Making Solid Contact With Irons

It is likely that most amateur golfers are met with varying degrees of success when hitting irons. The longer the iron, the more the challenge. I can honestly say that I switch to a 3 and 4 hybrid because of how poorly I struck my long irons. Having said that, I do work diligently on making solid contact with my 5 iron through lob wedge. I feel that with these clubs I have a better than not chance of being successful. As a follow up to yesterday’s post about my second shot, most of the time it is with an iron and as such I think it is important to dedicate some time to hitting them well.

Years ago, I found that my striking technique was incorrect. I originally tried to neutralize my arms and wrists on contact thinking this would help with distance and aim. What the result of my poor mechanics was loss of distance and inconsistency when making contact. It was frustrating until I local professional talked to me about my swing and basically reset my efforts to make solid contact with my irons.

The primary error in my game was not allowing my wrists to be ahead of the ball on impact. I was not hitting he ball first; actually, I was hitting slightly behind the ball. My poor iron technique caused several problems that were fixable. After the advice from my local professional, I have consciously worked on my iron play and feel it is coming along fine (been about 20 years in the making). However, there is always room for improvement.

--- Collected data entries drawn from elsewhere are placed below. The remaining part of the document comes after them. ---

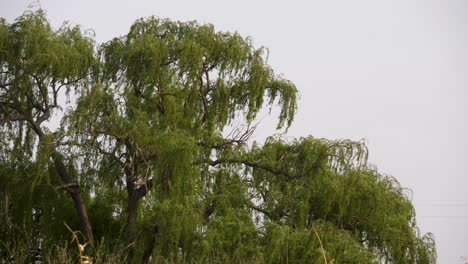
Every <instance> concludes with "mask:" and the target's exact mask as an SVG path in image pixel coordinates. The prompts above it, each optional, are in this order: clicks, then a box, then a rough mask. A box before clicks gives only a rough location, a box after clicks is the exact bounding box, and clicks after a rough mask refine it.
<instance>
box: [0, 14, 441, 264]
mask: <svg viewBox="0 0 468 264" xmlns="http://www.w3.org/2000/svg"><path fill="white" fill-rule="evenodd" d="M0 49H1V52H0V67H1V68H0V69H1V76H0V125H1V129H0V133H1V134H0V150H1V152H0V163H1V164H0V183H1V184H0V195H1V197H0V220H1V222H2V223H6V224H4V225H2V226H1V227H0V242H2V243H0V253H1V254H0V259H1V260H2V261H7V259H8V260H9V259H10V258H14V259H15V260H16V261H22V260H24V261H28V260H29V261H31V260H32V258H33V257H35V258H38V259H39V261H42V262H51V263H60V262H66V261H75V260H73V259H74V258H75V257H76V258H77V257H78V254H87V255H88V256H90V257H92V258H93V259H94V261H95V262H96V263H119V262H130V263H141V262H143V263H159V262H165V263H167V262H169V263H172V262H175V263H185V262H189V263H225V262H226V263H239V262H248V263H251V262H252V263H289V262H291V263H382V262H386V263H435V257H436V253H435V245H434V241H433V238H432V236H431V234H426V235H422V234H420V233H419V230H418V228H417V226H416V221H415V211H414V208H413V206H412V204H411V201H410V200H409V199H408V197H407V196H406V195H405V189H404V188H402V187H401V186H400V185H399V183H398V182H397V181H396V179H395V178H392V177H389V176H383V175H382V174H380V173H379V172H378V171H377V169H376V168H374V167H373V166H371V165H369V164H368V163H367V155H368V153H367V148H366V146H365V145H364V144H363V143H362V142H353V141H347V140H343V141H332V140H325V139H317V138H314V137H312V136H307V137H304V138H300V139H296V140H292V141H285V140H283V139H282V138H278V137H271V138H269V139H268V140H266V141H265V142H264V143H263V144H258V143H254V144H253V145H251V146H250V145H248V144H247V141H248V140H249V138H250V137H251V136H252V134H253V133H254V127H255V126H254V125H253V122H254V121H255V118H256V114H257V113H258V112H259V111H260V110H261V109H262V108H263V107H274V106H275V105H277V107H278V108H279V113H280V114H279V117H278V123H277V127H278V129H280V128H283V129H287V128H288V127H289V126H290V125H291V123H292V121H293V119H294V114H295V112H296V101H297V92H298V91H297V89H296V87H295V86H294V84H293V83H292V82H291V81H289V80H286V79H283V78H281V77H279V75H277V74H275V73H274V71H273V70H272V69H271V67H270V66H269V65H268V63H267V56H266V50H265V49H264V48H255V47H254V46H253V44H252V41H251V40H250V39H249V38H243V37H242V36H240V35H239V34H237V33H229V32H220V31H216V30H215V29H214V27H213V26H212V25H200V24H198V23H196V22H177V21H171V20H166V19H158V18H154V17H150V18H145V19H140V20H137V21H136V22H135V23H134V24H133V25H132V26H131V28H130V30H129V32H128V33H127V34H126V35H124V36H121V37H118V38H115V39H113V40H111V41H109V42H106V43H103V44H100V45H95V43H94V40H93V38H92V36H90V35H89V34H87V33H86V32H84V31H83V30H82V29H81V28H80V27H77V26H71V25H69V24H65V25H64V26H63V27H61V28H60V29H58V30H54V29H52V28H51V27H50V25H49V22H48V21H47V19H46V17H45V14H44V12H43V11H38V12H27V13H25V14H24V15H23V16H21V17H19V18H18V19H17V20H16V21H15V22H14V23H12V24H9V23H7V22H6V21H5V20H1V23H0ZM61 89H64V90H65V92H66V94H68V96H69V98H70V99H71V100H69V101H66V100H63V99H64V98H65V95H64V94H62V93H61ZM54 115H55V116H60V117H61V118H62V119H61V122H60V126H59V128H58V129H56V130H52V129H51V128H50V126H48V123H47V121H50V120H51V117H52V116H54ZM234 121H235V122H234ZM235 124H238V126H237V127H234V128H233V126H234V125H235ZM226 130H227V131H226ZM229 131H230V133H229ZM70 198H71V199H70ZM64 222H65V223H66V224H67V225H68V226H70V227H71V228H72V230H80V231H81V233H82V234H83V236H82V237H79V241H78V242H79V243H82V244H84V243H85V242H88V243H89V244H87V246H86V247H87V250H86V251H84V252H81V253H79V252H78V251H75V250H74V248H73V247H70V246H67V245H66V244H64V241H66V240H67V239H69V237H70V235H71V234H70V232H69V230H68V229H67V228H66V227H65V226H64V225H63V223H64ZM93 238H94V239H93ZM25 245H26V246H25ZM70 253H71V254H70Z"/></svg>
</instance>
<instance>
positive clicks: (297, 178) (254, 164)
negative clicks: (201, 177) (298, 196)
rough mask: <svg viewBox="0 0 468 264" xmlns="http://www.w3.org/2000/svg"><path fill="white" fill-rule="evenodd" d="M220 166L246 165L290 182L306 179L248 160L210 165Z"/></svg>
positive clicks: (265, 165)
mask: <svg viewBox="0 0 468 264" xmlns="http://www.w3.org/2000/svg"><path fill="white" fill-rule="evenodd" d="M219 164H244V165H246V166H248V167H251V168H254V169H261V170H264V171H268V172H270V173H272V174H275V175H282V176H284V177H286V178H288V179H290V180H297V179H301V178H304V176H303V175H292V174H290V173H289V172H287V171H284V170H280V169H277V168H273V167H272V166H269V165H266V164H260V163H255V162H251V161H248V160H236V159H218V160H214V161H210V165H211V166H213V167H214V166H216V165H219Z"/></svg>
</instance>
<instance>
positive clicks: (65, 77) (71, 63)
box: [0, 11, 95, 242]
mask: <svg viewBox="0 0 468 264" xmlns="http://www.w3.org/2000/svg"><path fill="white" fill-rule="evenodd" d="M0 49H1V52H0V73H1V75H0V126H1V128H0V129H1V132H0V133H1V134H0V137H1V140H2V146H3V148H2V152H4V153H2V154H3V155H2V159H3V160H2V161H1V162H2V163H4V164H5V163H6V164H8V166H7V165H5V166H6V167H8V168H10V169H11V170H13V171H16V172H18V175H15V174H10V175H8V174H6V173H5V174H3V173H2V176H1V177H2V178H6V180H7V181H8V182H9V184H6V185H4V186H8V187H12V186H18V187H19V189H13V191H14V193H13V195H18V196H28V191H26V190H28V189H29V190H30V191H29V193H30V195H29V198H28V199H25V200H29V202H28V203H27V204H29V207H30V206H31V205H32V204H34V202H36V201H38V200H40V199H39V197H42V196H49V198H48V199H49V200H50V199H52V197H51V196H53V195H52V194H51V192H52V193H53V190H56V191H57V190H58V189H61V190H65V191H66V192H67V193H68V195H69V197H71V200H72V203H73V206H74V207H75V211H76V214H77V217H75V218H74V219H76V220H77V221H79V223H80V229H81V232H82V234H83V235H84V236H85V238H86V240H88V241H90V242H92V241H93V234H92V230H91V225H90V222H89V219H88V214H87V210H86V206H85V201H84V198H83V196H82V193H81V191H80V186H79V179H77V178H76V177H74V175H73V168H71V167H70V166H69V165H70V164H71V163H69V162H68V160H67V158H68V157H66V156H64V154H63V153H62V152H61V151H60V150H59V147H58V146H59V145H60V134H61V132H62V131H61V130H58V131H57V133H54V134H52V133H51V132H50V131H49V130H48V129H47V127H46V126H45V123H46V122H48V121H49V120H50V118H51V116H53V115H54V113H56V112H57V111H59V110H60V109H61V107H62V105H61V102H60V99H61V96H62V95H63V94H68V93H70V92H72V91H73V90H74V89H75V88H77V87H81V86H83V85H85V83H86V82H87V81H88V80H89V76H90V72H91V69H92V65H93V64H94V62H95V57H94V56H93V49H94V43H93V40H92V39H91V38H90V36H88V35H87V34H84V33H83V32H82V31H81V30H80V28H79V27H77V26H71V25H67V24H65V25H64V26H63V27H61V28H60V29H58V30H53V29H52V28H51V27H50V25H49V23H48V21H47V19H46V17H45V14H44V12H43V11H38V12H27V13H25V14H24V15H23V16H21V17H19V18H18V19H17V20H16V21H15V22H14V23H12V24H8V23H7V22H6V21H5V20H4V19H1V20H0ZM20 175H23V176H20ZM10 184H11V185H10ZM43 184H46V185H47V186H48V188H46V189H47V190H39V189H37V188H36V187H40V188H44V185H43ZM36 192H37V193H36ZM32 194H36V195H32ZM4 197H8V194H5V196H4ZM56 198H57V200H56V201H55V203H56V204H57V205H59V207H60V205H63V204H66V203H68V202H69V200H68V198H65V199H63V194H62V193H61V192H60V193H59V192H58V191H57V194H56ZM52 200H53V199H52ZM14 201H15V200H13V201H11V202H12V206H13V207H14V208H15V209H16V210H18V211H21V210H25V209H26V208H22V207H20V206H19V204H17V203H13V202H14ZM16 206H19V207H18V208H16ZM59 207H55V213H54V214H60V213H61V212H59V211H61V210H60V209H59ZM38 210H39V211H41V210H42V209H40V208H39V209H38V208H33V209H32V210H31V208H29V209H27V210H25V212H27V213H26V214H25V216H27V215H28V213H31V212H32V213H34V212H37V211H38ZM54 214H52V215H50V214H48V215H47V216H46V218H49V219H50V218H51V217H52V218H53V215H54ZM17 220H18V221H15V224H18V225H19V224H20V223H22V221H20V220H19V219H17ZM44 221H45V220H44Z"/></svg>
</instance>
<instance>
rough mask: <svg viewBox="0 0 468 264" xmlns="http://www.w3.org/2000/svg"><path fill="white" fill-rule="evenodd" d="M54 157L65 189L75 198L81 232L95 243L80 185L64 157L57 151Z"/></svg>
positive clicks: (54, 162) (86, 236) (54, 152)
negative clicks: (81, 191)
mask: <svg viewBox="0 0 468 264" xmlns="http://www.w3.org/2000/svg"><path fill="white" fill-rule="evenodd" d="M52 158H53V160H54V165H55V169H56V170H57V173H58V174H59V176H60V179H61V180H62V182H63V183H64V185H65V186H67V187H66V188H65V189H66V190H67V192H68V193H69V194H70V196H71V198H72V200H73V206H74V207H75V210H76V213H77V214H78V218H79V220H80V229H81V233H83V236H84V237H85V239H86V242H87V243H93V241H94V238H93V230H92V228H91V223H90V222H89V218H88V212H87V211H86V206H85V203H84V200H83V198H82V197H81V193H80V187H79V185H78V184H77V183H74V182H73V181H72V179H71V177H70V175H69V174H68V170H67V168H66V167H65V164H64V163H63V157H62V155H61V154H60V153H58V152H57V151H53V152H52Z"/></svg>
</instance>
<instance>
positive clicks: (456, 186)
mask: <svg viewBox="0 0 468 264" xmlns="http://www.w3.org/2000/svg"><path fill="white" fill-rule="evenodd" d="M31 3H33V2H32V1H23V0H0V16H1V17H5V18H6V19H7V20H8V21H9V22H12V21H13V19H15V18H16V17H18V16H19V15H21V14H22V13H23V12H24V11H25V10H26V9H27V7H28V5H29V4H31ZM36 5H37V4H36ZM40 5H41V6H42V8H43V9H45V10H46V12H47V15H48V17H49V19H50V21H51V23H52V25H53V26H55V27H57V26H59V25H61V24H62V22H63V21H65V20H69V21H71V22H72V23H75V24H79V25H82V26H83V27H84V28H89V29H93V30H94V31H95V33H96V40H97V41H98V42H103V41H107V40H110V39H111V38H113V37H115V36H120V35H123V34H126V33H127V32H128V30H129V27H130V25H131V24H132V23H133V22H134V21H135V20H136V19H138V18H140V17H144V16H150V15H155V16H159V17H161V18H170V19H174V20H198V21H199V22H201V23H211V24H213V25H215V27H216V28H217V29H218V30H223V31H238V32H239V33H240V34H242V35H243V36H251V37H252V38H253V41H254V44H255V45H256V46H258V47H259V46H265V47H267V48H269V50H270V56H269V63H270V65H272V67H273V69H275V71H276V72H277V73H282V74H283V76H284V77H285V78H287V79H290V80H292V81H293V82H294V83H295V84H296V85H297V87H298V89H299V91H300V94H301V100H300V102H299V112H298V114H297V116H296V119H295V122H294V124H293V125H292V127H291V128H290V129H289V131H288V134H287V135H288V136H291V137H300V136H307V135H313V136H315V137H324V138H329V139H345V138H349V139H355V140H359V139H362V138H365V139H366V140H367V142H368V147H369V149H370V161H371V162H372V163H374V164H376V165H377V166H378V167H379V171H381V172H382V173H384V174H389V175H392V176H394V177H396V178H397V179H398V180H399V181H400V183H401V184H402V185H403V186H405V187H408V188H410V189H411V190H412V192H413V202H414V205H415V207H416V213H417V221H418V225H419V226H420V228H421V231H422V232H424V233H425V232H432V233H434V235H435V237H436V243H437V250H438V255H439V258H438V262H439V263H442V264H445V263H462V258H463V257H468V159H467V157H468V124H467V121H468V119H467V118H468V110H467V106H466V103H467V101H468V1H464V0H445V1H444V0H439V1H435V0H425V1H410V0H387V1H376V0H355V1H347V0H342V1H338V0H337V1H333V0H327V1H305V0H303V1H272V0H257V1H253V0H251V1H246V0H237V1H222V0H217V1H215V0H213V1H206V0H205V1H189V0H186V1H181V0H175V1H167V0H166V1H156V0H153V1H149V0H148V1H143V0H138V1H137V0H133V1H117V0H112V1H111V0H101V1H98V0H94V1H92V0H80V1H78V0H75V1H72V0H56V1H52V0H49V1H46V0H42V1H41V3H40ZM265 115H266V114H262V116H261V119H262V123H261V125H260V127H259V128H258V130H257V132H256V135H255V139H257V140H259V141H263V139H264V138H265V137H266V136H268V135H270V134H272V133H274V131H273V130H274V127H275V123H274V117H268V116H265Z"/></svg>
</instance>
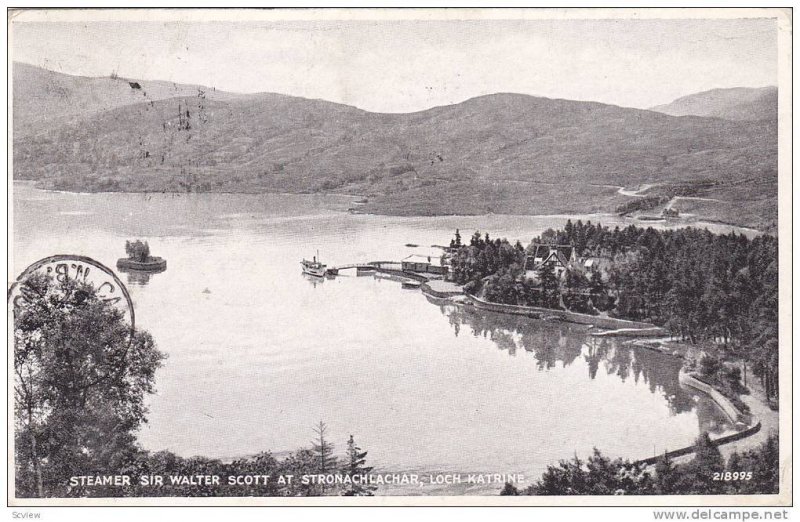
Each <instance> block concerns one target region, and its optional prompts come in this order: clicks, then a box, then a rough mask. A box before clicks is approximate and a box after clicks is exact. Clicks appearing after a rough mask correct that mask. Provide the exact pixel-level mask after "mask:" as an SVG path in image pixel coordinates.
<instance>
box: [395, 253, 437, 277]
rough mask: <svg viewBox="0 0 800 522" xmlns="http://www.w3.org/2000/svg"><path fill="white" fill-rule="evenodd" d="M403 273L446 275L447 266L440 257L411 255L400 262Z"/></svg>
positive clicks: (433, 256) (419, 255) (419, 254)
mask: <svg viewBox="0 0 800 522" xmlns="http://www.w3.org/2000/svg"><path fill="white" fill-rule="evenodd" d="M401 263H402V267H403V272H421V273H428V274H442V275H444V274H447V266H446V265H445V264H444V262H443V260H442V256H439V257H437V256H423V255H420V254H412V255H410V256H408V257H407V258H405V259H403V260H402V262H401Z"/></svg>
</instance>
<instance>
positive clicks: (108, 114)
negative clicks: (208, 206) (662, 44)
mask: <svg viewBox="0 0 800 522" xmlns="http://www.w3.org/2000/svg"><path fill="white" fill-rule="evenodd" d="M14 71H15V77H14V85H13V88H14V103H15V105H14V109H15V115H14V135H15V137H14V177H15V179H32V180H38V181H39V183H40V185H41V186H44V187H50V188H58V189H62V190H76V191H129V192H146V191H170V192H187V191H197V192H208V191H213V192H253V193H257V192H314V193H337V194H357V195H359V196H360V197H365V198H366V199H367V202H366V203H365V204H363V205H362V206H360V207H359V208H358V209H359V211H366V212H375V213H388V214H404V215H432V214H483V213H489V212H493V213H507V214H553V213H569V212H582V213H586V212H611V211H614V209H615V208H617V207H618V206H619V205H621V204H623V203H626V202H629V201H631V198H635V197H641V196H643V195H659V194H660V195H662V196H663V195H664V194H667V195H670V197H672V196H674V195H675V194H680V195H684V196H697V197H702V198H703V200H704V201H707V203H702V204H701V200H699V199H696V198H695V200H693V201H694V203H693V204H692V211H694V212H696V214H697V215H698V216H699V217H704V218H708V219H717V220H721V221H728V222H734V223H737V224H745V225H754V226H761V227H762V228H763V227H766V228H769V226H770V225H769V223H771V221H772V220H773V214H774V215H775V216H777V205H776V198H777V127H776V125H775V123H774V122H772V121H769V120H758V121H739V122H731V121H726V120H723V119H718V118H702V117H684V118H676V117H673V116H668V115H665V114H661V113H657V112H652V111H646V110H639V109H630V108H623V107H617V106H613V105H605V104H601V103H594V102H578V101H571V100H560V99H548V98H537V97H533V96H527V95H522V94H494V95H487V96H480V97H477V98H473V99H470V100H467V101H465V102H462V103H459V104H455V105H449V106H443V107H435V108H432V109H428V110H425V111H420V112H415V113H409V114H380V113H370V112H367V111H363V110H360V109H358V108H355V107H351V106H347V105H341V104H336V103H332V102H327V101H323V100H309V99H305V98H296V97H292V96H284V95H278V94H252V95H242V94H232V93H223V92H219V91H214V90H213V89H211V90H209V89H208V88H206V89H205V90H203V89H202V88H200V90H199V91H198V87H195V86H181V85H175V84H169V83H166V82H137V81H136V80H125V83H124V84H122V83H121V80H119V79H116V80H115V79H111V78H108V79H91V78H79V77H69V78H67V79H64V78H60V76H63V75H60V76H59V75H58V73H53V72H51V71H44V70H41V69H36V68H32V67H25V68H24V73H23V74H21V75H20V76H19V77H18V76H17V75H16V71H17V67H16V66H15V68H14ZM130 82H137V83H139V84H140V87H141V90H143V91H145V90H146V91H147V97H148V98H147V99H144V93H139V92H133V93H131V92H130V91H138V90H139V89H136V88H134V87H132V86H131V85H130ZM53 85H55V86H60V87H61V89H53V88H51V87H52V86H53ZM98 85H99V87H98ZM170 89H172V91H170ZM201 91H202V94H200V92H201ZM87 93H92V94H91V96H89V95H88V94H87ZM170 94H173V95H170ZM174 94H177V95H174ZM159 97H160V98H159ZM156 98H159V99H156ZM64 100H78V101H76V103H75V104H74V105H75V106H73V107H69V108H64V107H62V104H64ZM18 103H19V106H20V107H21V108H22V110H17V109H18V107H17V104H18ZM37 107H38V108H41V107H48V108H53V109H52V113H53V117H50V113H48V112H45V113H44V114H43V113H42V112H41V110H39V109H37ZM18 129H23V130H24V131H23V132H17V131H18ZM699 182H702V183H699ZM642 185H653V187H652V188H650V189H648V190H647V191H646V193H645V194H639V195H637V196H631V195H629V194H624V193H623V192H622V191H620V190H619V189H620V187H639V186H642ZM676 187H678V188H676ZM688 201H689V200H688V199H687V200H685V201H680V202H677V201H673V203H680V204H678V205H673V207H674V208H679V207H681V205H686V204H687V202H688ZM712 201H715V202H716V201H718V202H719V204H717V203H713V204H712V203H710V202H712ZM703 205H705V207H703ZM701 207H703V208H701Z"/></svg>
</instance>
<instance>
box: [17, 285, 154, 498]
mask: <svg viewBox="0 0 800 522" xmlns="http://www.w3.org/2000/svg"><path fill="white" fill-rule="evenodd" d="M22 295H23V297H24V298H22V299H18V300H17V301H16V303H15V308H14V375H15V378H14V413H15V416H14V421H15V444H14V447H15V460H16V463H15V464H16V485H15V486H16V492H17V496H19V497H53V496H67V495H69V496H76V495H78V496H79V495H81V494H82V493H81V491H80V488H70V486H69V478H70V477H72V476H79V475H87V474H104V473H107V474H112V475H113V474H116V473H117V472H118V470H119V468H120V467H121V466H122V463H123V462H125V461H126V460H129V459H130V458H132V457H131V456H132V455H134V454H135V453H136V452H137V451H138V448H137V446H136V442H135V436H134V433H135V431H136V430H137V429H138V428H139V427H140V426H141V424H142V423H144V422H146V419H145V414H146V412H147V409H146V407H145V404H144V398H145V395H147V394H148V393H153V391H154V388H153V380H154V374H155V371H156V369H157V368H159V366H160V365H161V361H162V360H163V359H164V355H163V354H162V353H161V352H159V351H158V349H157V348H156V346H155V343H154V342H153V339H152V337H150V335H149V334H148V333H146V332H144V331H136V332H135V333H133V334H131V331H130V326H129V325H128V324H126V323H125V321H124V318H123V314H122V312H121V311H119V310H118V309H116V308H114V307H113V306H112V305H111V304H109V303H108V302H106V301H103V300H102V299H100V298H99V297H98V295H97V292H96V289H95V288H94V287H93V286H92V285H90V284H87V283H83V282H80V281H77V280H75V279H68V278H67V279H64V280H63V281H57V280H55V279H53V278H52V277H49V276H40V275H34V276H31V277H30V278H28V279H27V280H26V281H25V282H24V285H23V288H22ZM131 335H132V336H131Z"/></svg>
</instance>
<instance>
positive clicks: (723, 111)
mask: <svg viewBox="0 0 800 522" xmlns="http://www.w3.org/2000/svg"><path fill="white" fill-rule="evenodd" d="M650 110H653V111H656V112H661V113H664V114H669V115H670V116H704V117H712V118H724V119H726V120H734V121H756V120H773V119H777V117H778V88H777V87H774V86H769V87H762V88H760V89H750V88H744V87H736V88H732V89H712V90H710V91H704V92H699V93H696V94H690V95H689V96H683V97H681V98H678V99H677V100H675V101H673V102H672V103H668V104H666V105H659V106H656V107H653V108H652V109H650Z"/></svg>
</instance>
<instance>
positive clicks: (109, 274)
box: [8, 255, 136, 338]
mask: <svg viewBox="0 0 800 522" xmlns="http://www.w3.org/2000/svg"><path fill="white" fill-rule="evenodd" d="M33 274H42V275H45V276H49V277H52V278H53V279H55V280H56V281H58V282H63V281H65V280H67V279H74V280H77V281H80V282H83V283H88V284H91V285H92V286H93V287H94V289H95V291H96V292H97V297H98V298H99V299H100V300H102V301H105V302H107V303H109V304H110V305H111V306H113V307H114V308H117V309H118V310H119V311H120V312H122V314H123V320H124V321H125V322H126V323H128V324H129V325H130V332H131V335H130V338H133V333H134V328H135V321H136V317H135V314H134V311H133V301H132V300H131V296H130V294H128V289H127V288H125V285H124V284H122V281H120V280H119V278H118V277H117V275H116V274H115V273H114V272H113V271H112V270H111V269H110V268H108V267H107V266H105V265H103V264H102V263H100V262H98V261H95V260H94V259H92V258H90V257H86V256H75V255H57V256H50V257H46V258H44V259H40V260H39V261H37V262H35V263H33V264H32V265H30V266H29V267H28V268H26V269H25V270H24V271H23V272H22V273H21V274H20V275H19V277H17V280H16V281H15V282H14V284H13V285H11V288H10V289H9V290H8V301H9V303H11V304H12V306H14V307H16V306H17V305H18V304H20V302H19V300H20V299H26V297H25V291H24V287H25V281H26V280H27V279H28V278H29V277H31V275H33Z"/></svg>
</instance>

I found two videos that espouse the same thing about the wrist angle. Out of the videos are three drills that might help you establish the proper wrist position on contact. Take a look:

The most obvious indicator that I am making solid contact is my divot. If it starts at or just past the ball, then I know all my swing mechanics are working. The other tool I use is my phone to take a video. This allows me to slow my swing down and analyze the various positions of my body during my golf swing. I plan on doing more videoing this year because my new golf course has a range where I can practice.

Making solid contact with our irons is important to lower golf scores and to develop strong course management skills. Having the confidence of consistently hitting solid iron shots goes a long way to playing great golf. I know that over the years, developing this skill has greatly improved my game and it all started with adopting the proper hand/wrist position on contact.

I am a grateful golfer! See you on the links!

7 thoughts on “Making Solid Contact With Irons

  1. Pingback: Making Solid Iron Contact | The Grateful Golfer

  2. Video is a great tool, being able to take a screen shot at impact is a revelation most amateurs are shocked at seeing. What we think we are doing is often not reality.
    BMc

    Liked by 1 person

  3. My first thought is this is not the first step to get to consistent solid contact. It’s how you get the most out of a solid contact. Also, that forward press can also be overdone. Ask me how I know. lol

    Really. With any club in the bag, when you go hands forward at impact you bring into play the leading edge of the club more. So you better make ball first contact.

    One more point. You can hit ball first and you also hit hands forward at the same time and you can still hit it farther still if you also use the ground right in the turn because you’ll generate more clubhead speed and thus more compression still. All of this is part of a good turn.

    I think this video from Danny Maude might suit some readers better. It leaves out talk of compression. But I wouldn’t worry about adding that in until I could do what Mr. Maude is showing us well.

    Liked by 1 person

    • Kevin,

      You are right that there are many aspects of making solid contact that must be addressed. I obviously cannot cover them all, but the point of our hands being slightly head of the ball during contact is a metric that many amateurs can use. Your Danny Maude video is a good example of the many other things amateurs need to understand to make a good golf swing.

      Cheers Jim

      Like

      • That is the proper impact position for optimal ball flights and maximum distances from your clubs. I’m not trying to argue that. I just that I should spread a word of caution having been there that if you aren’t already hitting ball first then hitting hands forward is going to be less forgiving. You’ll be longer when you get it right, but you’ll chunk more. Irons have bounce too and hands forward takes that away and presents the leading edge. A real shallow swing might manage some glide, but that’s your only hope if you miss the ball and come in early with a hands forward impact position.